Evidence-based Inquiry

Ko te pae tata, whakamaua kia tina: ko te pai tawhiti, whaia kia tata
Manage today in order to shape tomorrow

Evidence-based inquiry within Kia Eke Panuku is underpinned by kaupapa Māori methodology and critical theory such that:

    • the status quo in which the systemic inequity for Māori students is perpetuated, is named and challenged
    • the responsibility to act in ways that are transformative is shared by all
    • multiple voices and worldviews are valued and legitimated within an authentically collaborative process
    • the full range of evidence is understood with the voices of Māori students and their whānau at the table.

The shared valued outcome is that Māori students can enjoy and achieve education success as Māori.

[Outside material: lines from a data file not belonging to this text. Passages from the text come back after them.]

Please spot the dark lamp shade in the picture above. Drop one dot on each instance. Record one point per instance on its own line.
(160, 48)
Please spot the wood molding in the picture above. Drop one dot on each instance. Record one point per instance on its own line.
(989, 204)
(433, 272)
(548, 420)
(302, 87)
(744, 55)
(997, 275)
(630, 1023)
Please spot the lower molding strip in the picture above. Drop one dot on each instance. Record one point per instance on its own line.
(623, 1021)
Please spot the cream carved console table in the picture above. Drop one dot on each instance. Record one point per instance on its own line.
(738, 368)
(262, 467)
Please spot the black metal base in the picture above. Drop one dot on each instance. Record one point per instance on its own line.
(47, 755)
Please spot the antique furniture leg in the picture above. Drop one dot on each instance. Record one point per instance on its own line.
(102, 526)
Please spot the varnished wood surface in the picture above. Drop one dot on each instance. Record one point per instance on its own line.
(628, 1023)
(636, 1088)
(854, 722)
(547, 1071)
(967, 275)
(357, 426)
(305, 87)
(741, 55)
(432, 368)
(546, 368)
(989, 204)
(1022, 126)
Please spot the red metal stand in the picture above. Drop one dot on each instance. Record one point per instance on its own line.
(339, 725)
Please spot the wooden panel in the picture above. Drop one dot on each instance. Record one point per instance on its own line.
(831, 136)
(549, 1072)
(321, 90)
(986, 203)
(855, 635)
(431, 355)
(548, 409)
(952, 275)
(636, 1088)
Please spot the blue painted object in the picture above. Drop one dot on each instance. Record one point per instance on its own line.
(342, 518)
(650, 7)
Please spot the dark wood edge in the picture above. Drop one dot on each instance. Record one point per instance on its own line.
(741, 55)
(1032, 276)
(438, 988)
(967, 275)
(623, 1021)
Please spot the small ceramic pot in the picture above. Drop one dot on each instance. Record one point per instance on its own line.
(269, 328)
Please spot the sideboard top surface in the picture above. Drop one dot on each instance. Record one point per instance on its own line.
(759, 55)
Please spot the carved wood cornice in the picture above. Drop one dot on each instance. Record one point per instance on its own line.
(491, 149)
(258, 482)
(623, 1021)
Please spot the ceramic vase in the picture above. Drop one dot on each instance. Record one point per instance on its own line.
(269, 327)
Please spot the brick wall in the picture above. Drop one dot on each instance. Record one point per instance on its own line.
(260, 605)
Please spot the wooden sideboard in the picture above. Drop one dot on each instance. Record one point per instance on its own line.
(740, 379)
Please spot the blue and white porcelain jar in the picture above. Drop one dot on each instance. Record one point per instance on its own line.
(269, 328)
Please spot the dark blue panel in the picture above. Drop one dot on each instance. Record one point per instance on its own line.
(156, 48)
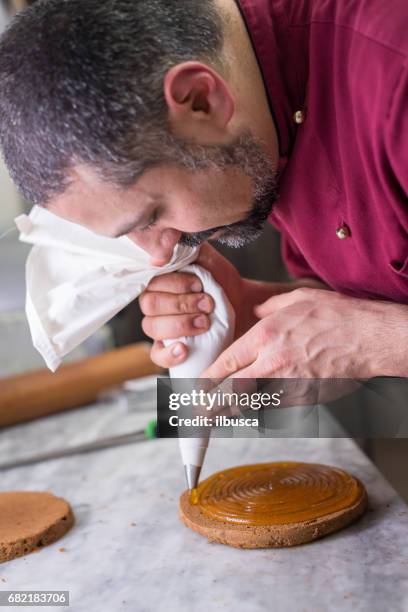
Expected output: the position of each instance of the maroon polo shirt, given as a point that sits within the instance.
(343, 181)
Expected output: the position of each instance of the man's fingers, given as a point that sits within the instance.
(176, 282)
(168, 356)
(238, 356)
(167, 326)
(154, 303)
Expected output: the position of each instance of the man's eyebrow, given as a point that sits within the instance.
(125, 229)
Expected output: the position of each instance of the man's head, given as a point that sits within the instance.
(117, 113)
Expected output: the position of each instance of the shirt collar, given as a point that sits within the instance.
(281, 52)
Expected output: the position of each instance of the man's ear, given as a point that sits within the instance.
(200, 103)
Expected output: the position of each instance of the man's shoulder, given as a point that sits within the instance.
(384, 22)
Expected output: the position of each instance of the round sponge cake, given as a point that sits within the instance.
(30, 520)
(273, 504)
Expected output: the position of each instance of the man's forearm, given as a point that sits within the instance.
(391, 353)
(263, 290)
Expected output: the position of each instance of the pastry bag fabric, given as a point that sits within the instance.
(77, 280)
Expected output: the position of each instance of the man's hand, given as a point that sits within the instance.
(174, 304)
(320, 334)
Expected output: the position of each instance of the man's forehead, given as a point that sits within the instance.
(99, 205)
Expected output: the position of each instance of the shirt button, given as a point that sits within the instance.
(343, 232)
(299, 117)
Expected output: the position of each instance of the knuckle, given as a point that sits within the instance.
(183, 304)
(147, 326)
(147, 303)
(230, 364)
(158, 356)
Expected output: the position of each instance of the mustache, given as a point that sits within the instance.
(241, 232)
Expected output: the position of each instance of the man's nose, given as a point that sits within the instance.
(158, 243)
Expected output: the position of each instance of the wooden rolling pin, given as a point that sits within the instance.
(41, 392)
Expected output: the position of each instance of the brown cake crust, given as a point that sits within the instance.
(31, 520)
(272, 535)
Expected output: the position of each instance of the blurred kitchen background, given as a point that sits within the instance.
(261, 260)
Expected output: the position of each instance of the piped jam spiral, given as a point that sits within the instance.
(276, 493)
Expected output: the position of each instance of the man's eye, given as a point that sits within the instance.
(151, 223)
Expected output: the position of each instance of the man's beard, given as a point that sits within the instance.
(247, 155)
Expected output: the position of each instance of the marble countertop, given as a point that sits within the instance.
(129, 551)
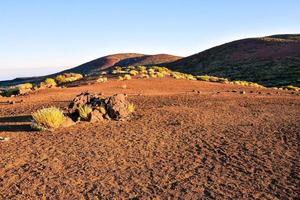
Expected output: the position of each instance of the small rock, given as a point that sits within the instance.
(96, 116)
(4, 139)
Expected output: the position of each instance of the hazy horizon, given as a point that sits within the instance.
(40, 38)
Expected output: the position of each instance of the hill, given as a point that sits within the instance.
(94, 67)
(216, 144)
(270, 61)
(126, 59)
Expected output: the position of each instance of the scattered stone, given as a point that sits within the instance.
(114, 107)
(4, 139)
(96, 116)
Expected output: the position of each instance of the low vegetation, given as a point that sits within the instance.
(85, 111)
(291, 87)
(102, 79)
(67, 77)
(48, 118)
(49, 82)
(18, 89)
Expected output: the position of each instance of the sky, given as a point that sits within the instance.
(41, 37)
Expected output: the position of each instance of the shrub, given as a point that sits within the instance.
(131, 108)
(102, 79)
(160, 75)
(142, 68)
(133, 72)
(291, 87)
(48, 118)
(212, 79)
(246, 83)
(50, 81)
(127, 77)
(68, 77)
(11, 91)
(19, 89)
(85, 111)
(25, 86)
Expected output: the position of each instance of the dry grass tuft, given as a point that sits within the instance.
(48, 118)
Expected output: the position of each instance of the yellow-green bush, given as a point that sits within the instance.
(127, 77)
(68, 77)
(25, 86)
(160, 75)
(15, 90)
(48, 118)
(133, 72)
(212, 79)
(291, 87)
(48, 82)
(85, 111)
(102, 79)
(246, 83)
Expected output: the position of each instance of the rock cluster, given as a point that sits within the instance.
(114, 107)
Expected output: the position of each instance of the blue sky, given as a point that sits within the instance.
(40, 37)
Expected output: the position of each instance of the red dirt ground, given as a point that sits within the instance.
(218, 144)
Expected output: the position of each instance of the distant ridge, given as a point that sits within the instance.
(271, 61)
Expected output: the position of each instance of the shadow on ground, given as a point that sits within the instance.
(21, 118)
(21, 126)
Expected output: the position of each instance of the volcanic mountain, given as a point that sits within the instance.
(270, 61)
(94, 67)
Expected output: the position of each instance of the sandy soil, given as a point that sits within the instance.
(218, 144)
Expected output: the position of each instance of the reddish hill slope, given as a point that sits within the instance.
(273, 60)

Resources comprising videos and sets of focusing questions have been developed with Kia Eke Panuku schools to deepen our understanding of effective contexts for learning. Click on the link to explore the video collection which features contributions from Kerikeri High School.

As part of the whakapapa of Kia Eke Panuku, the Starpath Project Toolkit provides a valuable range of resources to support the work across the six dimensions, particularly Evidence-based Inquiry and Educationally Powerful Connections with Māori.

Central to this process is the triangulation of evidence sets, together with critical reflection and discussion about the evidence and the contexts from which that evidence has emerged.

This ‘critical cycle’ requires understanding the implications of our current practice (conscientisation), deciding what we need to change (resistance) and implementing theory-based practices that will lead to accelerated outcomes for Māori students (transformative praxis). The use of evidence is essential throughout.

By engaging with the discourses through which critical reflection occurs, a deeper understanding of the evidence and its implications for promoting school reform for equity can begin to emerge.

‘Critical’ reflection concerns itself with understanding how issues of power play out within pedagogy, school systems and structures, leadership practices and relationships with whānau, hapū and iwi. Understanding our own role in this promotes conscientisation.

The critical cycle of learning uses evidence-based inquiry to determine the impact of our current actions and our progress towards the kaupapa (shared vision). Resistance involves critically reviewing the actions that do not support the kaupapa and searching for actions that do. New ‘transformative’ actions are collaboratively constructed with the explicit aim of moving closer to the kaupapa.

Supported by this evidence-based inquiry process, the Kia Eke Panuku critical cycle of learning (unlearning, relearning) promotes learning through the conversations (dialogic contexts) in order to enact transformative praxis.